In our “me” culture, Lotuses is a “we” record. And it’s a “we” that is cross-disciplinary and cross-cultural. Merging music, painting, design, production printing, and prose, the hard-copy vinyl leaves the box of industry behind for the spaciousness of presence. Mako’s Japanese ancestry can be heard in the tones Daniel chose; David’s Korean style can be seen in the marks he made; and my bridge-builder approach to music and life as an American woman who spent part of my childhood in Russia can be heard in the threads pulled to form the final creation. In an age of racial and cultural reckoning, Lotuses shows the way art can hold the complexity of different cultures and lives together.
Second, Mako’s ability to bring artists together for a collaborative experience might seem effortless, but it is a precious habit he has formed over decades. The courage to call others into making with him led him to start the International Arts Movement, write Culture Care and Art + Faith, and establish the Fujimura Fellows at Fuller Seminary. Day to day, he shows that the courage to make is often synonymous with the courage to collaborate, both of which are much easier when refined from task to habit. Now based in Winston-Salem, North Carolina, I am practicing my courage to ask people to collaborate. I recently invited an African American spoken-word artist to join me in my song “Soul of the Nation,” and our performance piece won first place in an international art competition. One of the judges said it was the collaborative voice that made the piece so distinctive and powerful.
The courage to make is often synonymous with the courage to collaborate.

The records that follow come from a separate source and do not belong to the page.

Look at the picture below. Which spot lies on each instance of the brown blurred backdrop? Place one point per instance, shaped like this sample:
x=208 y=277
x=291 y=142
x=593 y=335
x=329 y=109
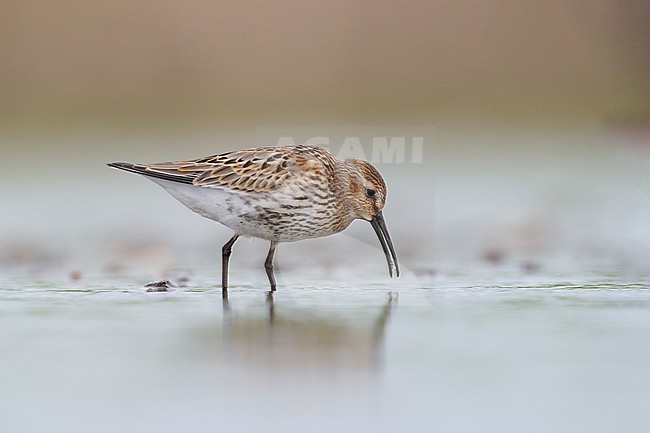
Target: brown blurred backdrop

Third, in today’s Google default, it is natural to think the best place to find collaborators is via internet searches and social media feeds. But what if our first question is, Who would I enjoy making this with? Though David and Daniel both have commercial success—David creating for Darren Aronofsky and Daniel for Sufjan Stevens—I wasn’t sufficiently familiar with them to pick them as collaborators. It was Mako’s friendship with both that threaded the needle. And long-time friends were the ones who pointed me toward the Washington Institute performance and the New York City non-profit job. As we begin our creative endeavours, what if we share our vision with a few friends and ask them who would resonate with the spirit of a project? And what if we see the friendships that emerge in the process of co-creation as one of the most beautiful forms of art?
I find myself asking other questions. Mako was both a creator and a commissioner with Lotuses. But am I looking for opportunities to do the same? Each person brought their distinctive gifts to the process. How can I give my gifts in a way that helps another artist find their voice?
Last, I’ll linger on one final note: friendships that lead to the creation of art require not just creating but sustaining as well. If Waterfall Mansion had been a one-and-done event, Lotuses would have never been birthed. But everyone involved has stayed in touch and continues to dream together. On the twentieth anniversary of 9/11 in New York City, I jumped at the opportunity to join Mako and David for an Academy Kintsugi teacher training. Just blocks north of ground zero, Mako and his wife Haejin led David, me, and twenty other participants through the deep work of learning to mend broken vessels with gold. Drawing from the ancient Japanese form of repair, it wasn’t music or notes or vinyl, but we were making together. I now see that our shared record is a musical expression of kintsugi. Notes and images pieced together to bring healing and hope to listeners—and their friends.